Living in the dog’s past

Several issues we find with rescue dogs are fear, anxiety, barking, whining, chewing, jumping, aggression, begging, stealing, the list goes on and on. We blame the dogs past, and feel for them in their pain.

“I think he was abused.” “They said they were neglected.” We hear many descriptive and quite horrific stories on a daily basis. While these things may be true, it is very important to know that they just as easily may NOT be true. Often times we just don’t know what happened to the dog and we make things up to justify the behavior.

The good news is:      IT IS ALL IRRELEVANT. 

Dogs live in the present and are not thinking about what happened to them prior to entering your home. They are looking for their place within your pack and want to know the rules of your pack. When they have no rules, no direction and no clear communication, they do not know what to do, who to trust to lead them and it makes them very anxious.
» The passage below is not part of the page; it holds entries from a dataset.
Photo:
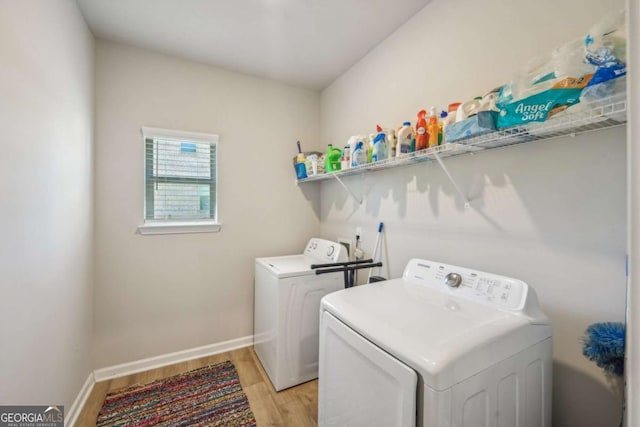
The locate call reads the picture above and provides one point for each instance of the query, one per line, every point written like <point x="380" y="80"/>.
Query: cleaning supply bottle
<point x="443" y="117"/>
<point x="379" y="148"/>
<point x="359" y="156"/>
<point x="391" y="143"/>
<point x="422" y="137"/>
<point x="406" y="137"/>
<point x="346" y="155"/>
<point x="332" y="161"/>
<point x="433" y="127"/>
<point x="370" y="147"/>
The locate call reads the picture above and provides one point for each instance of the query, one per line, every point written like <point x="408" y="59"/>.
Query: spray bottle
<point x="406" y="137"/>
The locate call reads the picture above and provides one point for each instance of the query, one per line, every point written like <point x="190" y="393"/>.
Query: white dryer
<point x="286" y="311"/>
<point x="441" y="346"/>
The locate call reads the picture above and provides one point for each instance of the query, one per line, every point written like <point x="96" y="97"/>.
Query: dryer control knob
<point x="453" y="280"/>
<point x="330" y="250"/>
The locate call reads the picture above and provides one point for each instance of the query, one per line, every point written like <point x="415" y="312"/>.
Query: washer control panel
<point x="326" y="251"/>
<point x="470" y="284"/>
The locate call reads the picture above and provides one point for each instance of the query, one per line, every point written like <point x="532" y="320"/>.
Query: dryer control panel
<point x="326" y="251"/>
<point x="505" y="292"/>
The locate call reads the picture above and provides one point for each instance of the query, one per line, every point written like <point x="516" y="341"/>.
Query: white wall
<point x="46" y="187"/>
<point x="160" y="294"/>
<point x="551" y="213"/>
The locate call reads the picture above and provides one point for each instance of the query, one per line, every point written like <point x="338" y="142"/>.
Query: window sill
<point x="178" y="227"/>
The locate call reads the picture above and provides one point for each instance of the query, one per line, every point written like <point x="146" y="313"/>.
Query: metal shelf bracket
<point x="453" y="181"/>
<point x="359" y="200"/>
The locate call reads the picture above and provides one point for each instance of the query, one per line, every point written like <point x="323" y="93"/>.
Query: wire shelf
<point x="582" y="118"/>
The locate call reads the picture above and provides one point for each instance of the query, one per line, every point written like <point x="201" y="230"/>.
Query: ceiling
<point x="307" y="43"/>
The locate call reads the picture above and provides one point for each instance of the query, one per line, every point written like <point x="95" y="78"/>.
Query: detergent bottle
<point x="443" y="117"/>
<point x="406" y="138"/>
<point x="359" y="156"/>
<point x="433" y="127"/>
<point x="332" y="162"/>
<point x="422" y="137"/>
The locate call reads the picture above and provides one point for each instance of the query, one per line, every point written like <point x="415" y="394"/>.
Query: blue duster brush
<point x="603" y="344"/>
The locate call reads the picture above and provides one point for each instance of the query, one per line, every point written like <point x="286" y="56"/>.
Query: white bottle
<point x="405" y="136"/>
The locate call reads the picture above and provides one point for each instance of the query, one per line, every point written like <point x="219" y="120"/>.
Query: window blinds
<point x="180" y="178"/>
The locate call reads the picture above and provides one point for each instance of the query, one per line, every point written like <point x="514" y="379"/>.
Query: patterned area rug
<point x="209" y="396"/>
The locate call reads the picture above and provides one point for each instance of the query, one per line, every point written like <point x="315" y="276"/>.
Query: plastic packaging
<point x="545" y="88"/>
<point x="433" y="127"/>
<point x="467" y="109"/>
<point x="406" y="138"/>
<point x="605" y="48"/>
<point x="422" y="137"/>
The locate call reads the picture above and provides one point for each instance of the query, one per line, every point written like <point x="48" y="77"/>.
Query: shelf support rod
<point x="446" y="171"/>
<point x="348" y="190"/>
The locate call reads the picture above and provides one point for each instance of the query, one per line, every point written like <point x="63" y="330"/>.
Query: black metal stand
<point x="348" y="268"/>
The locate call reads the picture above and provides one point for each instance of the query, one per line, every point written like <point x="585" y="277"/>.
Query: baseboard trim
<point x="129" y="368"/>
<point x="71" y="416"/>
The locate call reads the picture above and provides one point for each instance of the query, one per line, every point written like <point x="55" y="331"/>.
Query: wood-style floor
<point x="294" y="407"/>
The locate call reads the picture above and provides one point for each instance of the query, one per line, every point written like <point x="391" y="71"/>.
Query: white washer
<point x="441" y="346"/>
<point x="286" y="311"/>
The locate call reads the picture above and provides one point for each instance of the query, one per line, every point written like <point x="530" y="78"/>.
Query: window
<point x="179" y="182"/>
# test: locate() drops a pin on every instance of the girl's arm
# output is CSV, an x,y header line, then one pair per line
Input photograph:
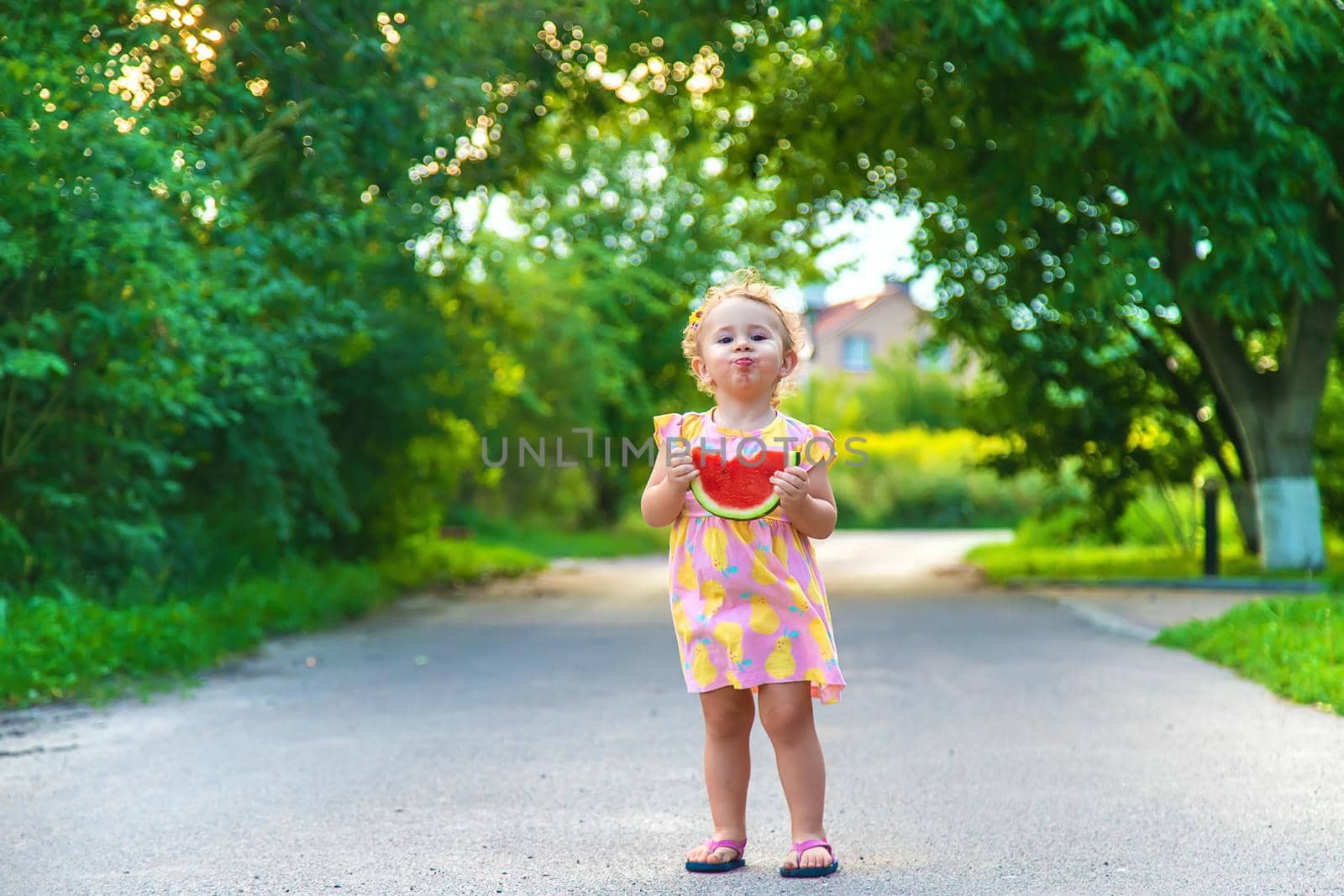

It is also important to realize that dogs do not ever do anything without a valid reason. At least it’s valid from their perspective which is the vantage point in which we need to be looking. Dogs do not have the ability to speak human and never will, yet we all have the ability to understand and speak dog.

Every single behavior problem needs to be addressed the same way and from the first time it happens. Any dog, rescue or not, enters your home and immediately begins to look for its place in the pack, as well as to try and ascertain what the rules are for this pack.

Waiting for them to do it themselves, only causes the opposite to happen and frustration for us as well as the dog. Loving their fear away will never work, it only praises them for their fearful behavior and keeps them in that state indefinitely.

Imagine the worst thing that ever happened to you. Now imagine someone reminding you of it every single day. That is what happens to the dog when we “empathize” with them over their former lives.

Live in the present with your dog. You know that you will always care for them and never hurt them so there is no reason for you to live in the past. Have a bright and happy future with your dog by learning from them how to simply live in the moment.